Rey era immersa nel buio. Sentiva le grida disperate di Temiri, ma era come se provenissero da molto lontano. Le sembrava di essere chiusa in una bolla, attraverso la quale i rumori le giungevano attutiti. Un dolore lancinante alla fronte le impediva di concentrarsi e captare ciò che le stava attorno.

Percepiva il battito del suo cuore, era lievemente accelerato ma si andava regolarizzando, schiuse le labbra e si sentì invadere la bocca da un sapore di sangue.

La fame d'aria la costrinse a prendere un ampio respiro ma, un'improvvisa fitta ad una costola, gli spezzò il fiato in gola.

Doveva essere proprio ridotta male.

Era sdraiata su un fianco, su un terreno morbido e umido, e qualcosa di pungente le pizzicava la faccia e le braccia scoperte.

In quel caos di smarrimento e dolore, riuscì a percepire un tocco caldo e gentile sulla guancia, e si sforzò di aprire le palpebre che parevano incollate.

La vista offuscata le impedì di mettere a fuoco quello che aveva davanti ma, lentamente, la nebbia che le velava lo sguardo si diradò, permettendole di scorgere un viso, a distanza ravvicinata: una macchia rosea contornata da un alone più scuro. A primo acchito le sembrò che si trattasse di Temiri, anche se non riusciva a scorgere perfettamente i suoi lineamenti. Strizzò le palpebre più volte fino a quando, l'immagine di quel volto, chiaramente infantile, non le apparve in modo nitido.

Corrugò la fronte dolorante, senza riuscire a muovere nessun altro muscolo, e si rese conto che il bambino che aveva di fronte, e che era chinato su di lei con aria preoccupata, non corrispondeva a chi pensava che fosse. Aveva i capelli molto più scuri e lunghi, che arrivavano a sfiorargli le spalle esili, le fattezze erano sottili, delicate, e la pelle diafana.
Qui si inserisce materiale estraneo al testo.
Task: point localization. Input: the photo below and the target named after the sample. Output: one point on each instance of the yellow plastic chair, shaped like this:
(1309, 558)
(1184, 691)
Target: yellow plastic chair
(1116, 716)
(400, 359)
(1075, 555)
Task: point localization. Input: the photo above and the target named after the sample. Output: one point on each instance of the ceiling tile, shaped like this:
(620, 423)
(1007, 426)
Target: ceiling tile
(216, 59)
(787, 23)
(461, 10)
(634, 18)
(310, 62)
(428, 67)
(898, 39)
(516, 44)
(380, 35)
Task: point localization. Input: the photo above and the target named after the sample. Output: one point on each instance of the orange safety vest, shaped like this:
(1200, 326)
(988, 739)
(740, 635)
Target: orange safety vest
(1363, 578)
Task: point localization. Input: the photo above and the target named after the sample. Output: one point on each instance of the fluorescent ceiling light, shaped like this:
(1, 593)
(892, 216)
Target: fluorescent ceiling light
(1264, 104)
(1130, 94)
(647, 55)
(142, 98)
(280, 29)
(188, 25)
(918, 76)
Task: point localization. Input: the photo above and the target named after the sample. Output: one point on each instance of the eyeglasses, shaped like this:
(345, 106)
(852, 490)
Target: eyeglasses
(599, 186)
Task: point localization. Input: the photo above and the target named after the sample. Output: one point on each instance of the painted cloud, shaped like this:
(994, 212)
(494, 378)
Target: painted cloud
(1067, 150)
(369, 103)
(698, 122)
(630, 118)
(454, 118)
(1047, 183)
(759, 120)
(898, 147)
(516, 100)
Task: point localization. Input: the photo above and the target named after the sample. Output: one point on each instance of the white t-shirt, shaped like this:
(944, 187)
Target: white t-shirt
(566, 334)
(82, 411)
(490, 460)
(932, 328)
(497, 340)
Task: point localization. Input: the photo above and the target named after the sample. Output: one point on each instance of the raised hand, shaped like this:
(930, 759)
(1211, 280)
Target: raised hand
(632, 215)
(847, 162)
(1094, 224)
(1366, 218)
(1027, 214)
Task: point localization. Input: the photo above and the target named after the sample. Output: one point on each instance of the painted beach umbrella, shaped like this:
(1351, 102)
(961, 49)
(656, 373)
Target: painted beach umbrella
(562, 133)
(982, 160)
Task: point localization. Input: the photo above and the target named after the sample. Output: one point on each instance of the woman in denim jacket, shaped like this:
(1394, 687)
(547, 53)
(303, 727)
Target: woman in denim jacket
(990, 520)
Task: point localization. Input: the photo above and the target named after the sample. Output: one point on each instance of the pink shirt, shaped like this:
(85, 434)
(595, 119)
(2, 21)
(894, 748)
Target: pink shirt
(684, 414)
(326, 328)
Dei grandi e limpidi occhi azzurri, dal taglio lievemente allungato, la fissavano spalancati e preoccupati. «Stai bene?» le chiese, con un timbro di voce più caldo e basso rispetto a quello di Temiri, continuando ad accarezzarle la guancia con la punta delle piccole dita.

Annuì e deglutì, sentendo in gola un disgustoso sapore metallico. Forse stava sognando, o era ancora svenuta, ma la sostanza non cambiava: si sentì pervadere da un intenso senso di panico. Cercò di sollevarsi, ma le membra erano come paralizzate, incatenate al suolo, pesanti come macigni. Era intrappolata e sfinita.

«Chi sei?» domandò ansimando, mentre le pupille attente del bambino saettavano su di lei per scrutarla, in un modo fin troppo famigliare.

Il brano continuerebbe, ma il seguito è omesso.